Interestingly, findings showed women younger than 60 with diabetes didn’t fare as well. Whether their diabetes was well-managed or not, they were more likely than those without the condition to suffer hearing loss.

As for diabetes and hearing loss in men, scientists found no link, whether or not their condition was well- or poorly managed. Since men tend to have higher levels of hearing loss anyway, this may hide diabetes’ effect on the disability, researchers said.

But the bottom line is, scientists suggested those with diabetes always properly manage their condition.
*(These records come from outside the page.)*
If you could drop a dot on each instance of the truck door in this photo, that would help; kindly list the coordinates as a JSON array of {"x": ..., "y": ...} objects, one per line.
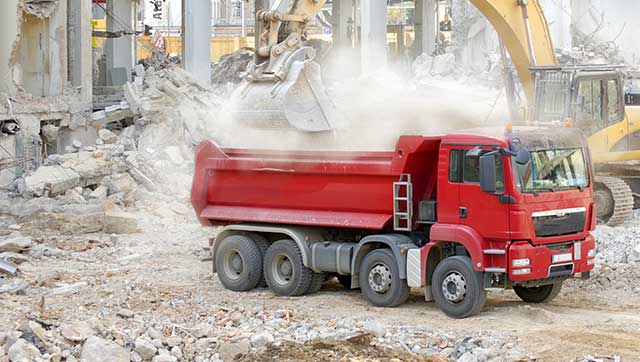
[{"x": 482, "y": 211}]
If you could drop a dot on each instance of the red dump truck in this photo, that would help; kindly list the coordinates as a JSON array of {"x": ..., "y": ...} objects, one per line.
[{"x": 455, "y": 215}]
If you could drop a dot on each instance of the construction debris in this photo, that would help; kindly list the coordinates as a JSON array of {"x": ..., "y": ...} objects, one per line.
[{"x": 230, "y": 66}]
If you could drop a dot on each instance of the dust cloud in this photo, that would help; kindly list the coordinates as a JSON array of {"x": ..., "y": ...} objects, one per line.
[{"x": 373, "y": 111}]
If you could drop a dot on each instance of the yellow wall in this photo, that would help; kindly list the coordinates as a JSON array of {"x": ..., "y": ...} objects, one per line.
[{"x": 219, "y": 46}]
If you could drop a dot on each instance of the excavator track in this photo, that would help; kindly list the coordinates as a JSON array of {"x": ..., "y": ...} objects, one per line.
[{"x": 614, "y": 200}]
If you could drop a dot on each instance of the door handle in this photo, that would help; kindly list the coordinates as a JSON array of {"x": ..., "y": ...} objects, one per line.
[{"x": 463, "y": 212}]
People can generally control diabetes through exercise, being attentive to a low-calorie diet and by regulating blood-glucose levels with medicine, including insulin.

According to Kathleen Yaremchuk, MD, chairwoman of the Department of Otolaryngology at the Henry Ford Healthcare System in Detroit, scientists are still studying whether it’s possible to reverse the hearing loss diabetics suffer. “We do not know if losing weight and improving control of diabetes will reverse the hearing loss that is seen,” she said. “However, it will stop progression of the hearing loss.”

Currently, doctors recommend that diabetics get their eyes checked each year. Some now say that these study findings suggest that people with diabetes may also need to get their hearing checked.